Ensuite, les accords bilatéraux en matière de droits pour Internet sont encore très défaillants. Pour qu’un service de musique en ligne européen voit le jour, il faut aujourd’hui s’assurer que chacun des artistes est couvert par une licence auprès de toutes les sociétés de gestion européennes. Un véritable casse-tête qui freine considérablement le développement des offres légales.

« L’absence de licence de droit d’auteur paneuropéenne retarde l’essor de nouveaux services en ligne basés en Europe« , constate ainsi Charlie McCreevy, commissaire chargé du marché intérieur et des services. « Nous proposons en conséquence l’instauration d’une autorisation des droits d’auteur au niveau européen« .

Commission contre sociétés d’auteurs

La Commission demande « une réorganisation totale de la gestion collective transfrontalière des droits d’auteur« . « Le modèle le plus efficace pour y parvenir est de permettre aux titulaires de droits d’autoriser une société de gestion collective des droits de leur choix à gérer leur œuvre dans l’ensemble de l’Union européenne. Il en résulterait un environnement compétitif pour la gestion transfrontalière des droits d’auteur et améliorerait considérablement les revenus potentiels des titulaires« .

Jusqu’à présent, l’absence de concurrence entre les sociétés de gestion européenne a conduit ces dernières à une gestion laxiste, peu optimisée et peu réactive aux nouvelles technologies.
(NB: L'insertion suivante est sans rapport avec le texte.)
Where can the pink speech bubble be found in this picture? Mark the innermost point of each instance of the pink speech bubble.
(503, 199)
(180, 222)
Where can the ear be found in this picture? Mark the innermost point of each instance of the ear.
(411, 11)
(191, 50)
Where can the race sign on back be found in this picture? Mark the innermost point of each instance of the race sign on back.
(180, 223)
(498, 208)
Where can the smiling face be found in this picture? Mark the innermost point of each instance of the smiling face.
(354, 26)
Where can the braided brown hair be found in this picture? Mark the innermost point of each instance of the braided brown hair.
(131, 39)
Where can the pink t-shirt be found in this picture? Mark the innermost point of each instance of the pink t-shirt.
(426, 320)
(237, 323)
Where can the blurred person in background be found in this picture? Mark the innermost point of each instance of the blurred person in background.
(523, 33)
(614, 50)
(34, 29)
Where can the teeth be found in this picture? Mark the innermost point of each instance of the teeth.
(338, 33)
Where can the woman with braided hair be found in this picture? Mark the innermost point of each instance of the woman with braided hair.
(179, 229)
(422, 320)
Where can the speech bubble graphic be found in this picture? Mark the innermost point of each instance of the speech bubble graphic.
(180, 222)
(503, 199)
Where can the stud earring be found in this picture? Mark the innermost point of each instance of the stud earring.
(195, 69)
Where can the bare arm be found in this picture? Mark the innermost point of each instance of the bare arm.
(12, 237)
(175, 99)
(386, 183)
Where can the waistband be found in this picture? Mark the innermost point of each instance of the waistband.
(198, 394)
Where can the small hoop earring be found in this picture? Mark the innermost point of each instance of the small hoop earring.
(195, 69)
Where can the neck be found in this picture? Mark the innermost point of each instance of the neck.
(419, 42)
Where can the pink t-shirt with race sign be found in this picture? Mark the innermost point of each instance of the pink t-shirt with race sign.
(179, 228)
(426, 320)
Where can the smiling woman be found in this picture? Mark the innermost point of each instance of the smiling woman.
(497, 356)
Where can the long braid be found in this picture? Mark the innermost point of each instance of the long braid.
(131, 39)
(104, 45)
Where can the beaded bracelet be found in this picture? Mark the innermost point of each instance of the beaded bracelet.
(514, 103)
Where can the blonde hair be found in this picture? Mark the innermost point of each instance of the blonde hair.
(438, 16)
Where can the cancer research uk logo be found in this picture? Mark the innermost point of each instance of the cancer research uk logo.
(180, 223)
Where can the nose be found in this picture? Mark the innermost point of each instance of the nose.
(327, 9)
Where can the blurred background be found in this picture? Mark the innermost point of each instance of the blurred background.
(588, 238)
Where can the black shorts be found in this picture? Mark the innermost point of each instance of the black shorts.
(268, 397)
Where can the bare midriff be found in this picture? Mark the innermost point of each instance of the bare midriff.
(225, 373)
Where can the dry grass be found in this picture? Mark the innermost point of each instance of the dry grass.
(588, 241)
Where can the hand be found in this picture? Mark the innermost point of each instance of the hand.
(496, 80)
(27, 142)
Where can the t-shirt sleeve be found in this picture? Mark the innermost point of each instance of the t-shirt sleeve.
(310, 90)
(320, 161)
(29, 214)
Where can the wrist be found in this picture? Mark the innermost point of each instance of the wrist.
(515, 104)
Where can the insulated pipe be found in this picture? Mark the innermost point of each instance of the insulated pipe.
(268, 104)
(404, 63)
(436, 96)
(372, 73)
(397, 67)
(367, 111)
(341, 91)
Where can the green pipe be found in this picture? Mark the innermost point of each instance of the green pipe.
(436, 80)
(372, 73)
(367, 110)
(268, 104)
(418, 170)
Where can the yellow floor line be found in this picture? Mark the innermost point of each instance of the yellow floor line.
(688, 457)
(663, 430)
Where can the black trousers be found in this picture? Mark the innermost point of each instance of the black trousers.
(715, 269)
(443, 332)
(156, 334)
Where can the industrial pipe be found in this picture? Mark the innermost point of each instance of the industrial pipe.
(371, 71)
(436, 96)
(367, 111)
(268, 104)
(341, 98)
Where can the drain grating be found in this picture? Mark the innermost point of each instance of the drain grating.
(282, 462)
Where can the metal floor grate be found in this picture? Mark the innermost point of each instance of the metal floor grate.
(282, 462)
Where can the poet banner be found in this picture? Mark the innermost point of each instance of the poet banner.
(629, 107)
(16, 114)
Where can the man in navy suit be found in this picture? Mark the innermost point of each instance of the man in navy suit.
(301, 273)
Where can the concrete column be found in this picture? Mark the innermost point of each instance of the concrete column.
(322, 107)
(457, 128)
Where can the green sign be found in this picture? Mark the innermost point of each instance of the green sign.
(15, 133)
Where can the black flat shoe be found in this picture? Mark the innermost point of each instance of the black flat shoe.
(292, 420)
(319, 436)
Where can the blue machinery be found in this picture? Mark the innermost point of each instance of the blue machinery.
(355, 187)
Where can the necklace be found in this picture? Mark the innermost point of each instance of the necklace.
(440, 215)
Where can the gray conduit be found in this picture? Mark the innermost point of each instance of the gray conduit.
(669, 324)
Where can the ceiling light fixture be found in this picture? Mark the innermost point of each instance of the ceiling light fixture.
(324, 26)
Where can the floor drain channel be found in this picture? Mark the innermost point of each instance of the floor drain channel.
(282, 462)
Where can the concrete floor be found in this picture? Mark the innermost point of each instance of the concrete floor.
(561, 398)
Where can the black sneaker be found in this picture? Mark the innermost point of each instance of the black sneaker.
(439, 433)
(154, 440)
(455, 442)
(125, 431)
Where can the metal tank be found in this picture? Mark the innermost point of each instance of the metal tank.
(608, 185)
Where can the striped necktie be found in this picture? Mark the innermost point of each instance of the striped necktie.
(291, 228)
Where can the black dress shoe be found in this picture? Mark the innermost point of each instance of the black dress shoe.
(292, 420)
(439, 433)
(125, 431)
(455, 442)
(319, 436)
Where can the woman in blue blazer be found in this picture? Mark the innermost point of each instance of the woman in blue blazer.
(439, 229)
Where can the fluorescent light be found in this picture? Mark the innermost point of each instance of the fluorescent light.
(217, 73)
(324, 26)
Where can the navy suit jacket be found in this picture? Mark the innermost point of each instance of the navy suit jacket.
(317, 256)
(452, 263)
Chacune examine avant tout ses propres intérêts avant ceux des auteurs. L’introduction d’une licence paneuropéenne plongerait la Sacem et ses homologues dans une logique concurrentielle inédite qu’elle redoute fortement.

Cette dernière se refuse pour le moment à commenter la proposition de la Commission. « Les sociétés de gestion réflechissent sur la question au niveau du Gesac (le groupement européen des sociétés d’auteurs et de compositeurs, ndlr)« , nous confie la Sacem. En version décodée, les sociétés de gestion collective ont bien l’intention de faire front ensemble derrière le Gesac pour lutter contre les folles idées de la Commission. Le Gesac (présidé par le président de la Sacem, Bernard Miyet…) s’est en effet déjà prononcé contre l’idée d’une directive qui viendrait réguler le marché des licences pour les services en ligne. Il y a un an, le groument soulignait ainsi que « la démonstration n’est pas apportée qu’une réglementation communautaire est nécessaire pour permettre ou faciliter la mise en œuvre de ces licences, et que les ayants droit sont incapables de mettre en place volontairement des solutions appropriées et correspondant aux besoins du marché« .

Et pendant que les ayants droit et la Commission s’affontent, les internautes européens sont toujours dépourvus d’offre légale réellement intéressante, et ils doivent toujours prendre le risque d’être poursuivis en justice s’ils téléchargent la musique qu’ils aiment sur Internet…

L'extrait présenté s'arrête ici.